Back in 2014, for example, Al-Tharawat had already acquired a majority stake in a small Dubai-based bank (with Turki taking over as chairman), which had then gone on to serve as one of two placement agents for a new shariah-compliant aircraft leasing fund. In turn the fund had solicited a $100 million investment from Airbus on the condition it would purchase 50 Airbus aircraft and then lease them to Saudi Arabia’s national carrier, Saudia (thus representing about a third of Saudia’s fleet size). Holding a signing ceremony in London, Turki formally announced the fund’s launch, and in June 2015 MbS stated at the Paris Air Show that the leasing deal had been finalised, claiming he had been its ‘mastermind’. Significantly, the arrangement soon generated opprobrium (including rare implicit criticism of the ascendant MbS), on the basis that prior to King Salman’s succession there had been a separate more state-centric plan for Saudi Arabia’s Public Investment Fund (PIF) to purchase Airbus aircraft directly on behalf of Saudia (for more on the Airbus story see our 30 June newsletter.)

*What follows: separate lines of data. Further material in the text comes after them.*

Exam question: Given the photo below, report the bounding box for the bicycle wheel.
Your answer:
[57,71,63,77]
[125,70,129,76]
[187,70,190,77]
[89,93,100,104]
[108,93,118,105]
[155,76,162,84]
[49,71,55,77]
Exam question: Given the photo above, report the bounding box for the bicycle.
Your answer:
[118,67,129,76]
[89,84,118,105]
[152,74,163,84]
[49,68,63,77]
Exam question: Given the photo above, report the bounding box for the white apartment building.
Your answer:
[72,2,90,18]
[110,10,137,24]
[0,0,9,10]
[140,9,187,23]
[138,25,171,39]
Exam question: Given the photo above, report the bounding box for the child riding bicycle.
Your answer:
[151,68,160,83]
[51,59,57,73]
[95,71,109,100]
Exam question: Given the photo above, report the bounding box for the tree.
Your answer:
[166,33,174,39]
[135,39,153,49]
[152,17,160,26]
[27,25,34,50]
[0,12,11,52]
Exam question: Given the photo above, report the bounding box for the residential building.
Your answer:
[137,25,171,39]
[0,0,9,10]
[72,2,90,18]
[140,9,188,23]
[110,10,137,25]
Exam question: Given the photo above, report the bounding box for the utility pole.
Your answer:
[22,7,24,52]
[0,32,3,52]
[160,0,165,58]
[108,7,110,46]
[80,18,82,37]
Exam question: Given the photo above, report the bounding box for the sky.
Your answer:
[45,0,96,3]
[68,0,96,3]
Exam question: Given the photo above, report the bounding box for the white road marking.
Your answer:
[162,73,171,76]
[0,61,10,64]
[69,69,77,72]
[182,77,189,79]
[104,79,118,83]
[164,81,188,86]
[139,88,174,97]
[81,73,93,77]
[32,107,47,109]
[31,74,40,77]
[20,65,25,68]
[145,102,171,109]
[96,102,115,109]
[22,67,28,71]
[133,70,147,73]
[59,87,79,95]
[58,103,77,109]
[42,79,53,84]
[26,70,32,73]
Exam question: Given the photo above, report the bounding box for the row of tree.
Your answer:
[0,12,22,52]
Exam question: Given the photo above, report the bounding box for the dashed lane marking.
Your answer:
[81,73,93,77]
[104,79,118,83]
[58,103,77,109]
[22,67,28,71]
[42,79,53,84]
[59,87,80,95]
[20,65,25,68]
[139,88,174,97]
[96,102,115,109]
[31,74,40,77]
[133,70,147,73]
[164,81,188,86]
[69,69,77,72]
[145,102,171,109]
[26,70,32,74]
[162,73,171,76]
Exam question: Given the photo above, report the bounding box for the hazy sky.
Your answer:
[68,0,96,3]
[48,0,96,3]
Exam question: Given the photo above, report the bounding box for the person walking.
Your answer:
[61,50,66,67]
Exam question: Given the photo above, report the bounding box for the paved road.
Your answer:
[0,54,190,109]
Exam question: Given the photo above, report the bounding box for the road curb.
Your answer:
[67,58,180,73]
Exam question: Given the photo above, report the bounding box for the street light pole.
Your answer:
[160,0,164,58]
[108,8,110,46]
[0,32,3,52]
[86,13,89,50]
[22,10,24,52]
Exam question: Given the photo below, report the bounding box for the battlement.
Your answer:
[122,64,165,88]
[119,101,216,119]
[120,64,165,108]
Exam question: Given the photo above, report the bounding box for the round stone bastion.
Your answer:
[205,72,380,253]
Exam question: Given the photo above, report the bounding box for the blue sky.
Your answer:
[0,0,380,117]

In this broader context, rather than comparing Turki and Al-Tharawat’s activities to those of the merchant family-owned conglomerates, observers both inside and outside Saudi Arabia have instead begun likening the situation to Bahrain’s Premier Group (which is owned by Bahrain’s Royal Court and is understood to manage King Hamad bin Isa Al-Khalifa’s private domestic and international investments), and to some extent Abu Dhabi’s Royal Group — which under Tahnun bin Zayed Al-Nahyan’s leadership is seen by some as representing the private business interests of MbZ and his other full brothers. Either way, Turki is clearly MbS’s money man.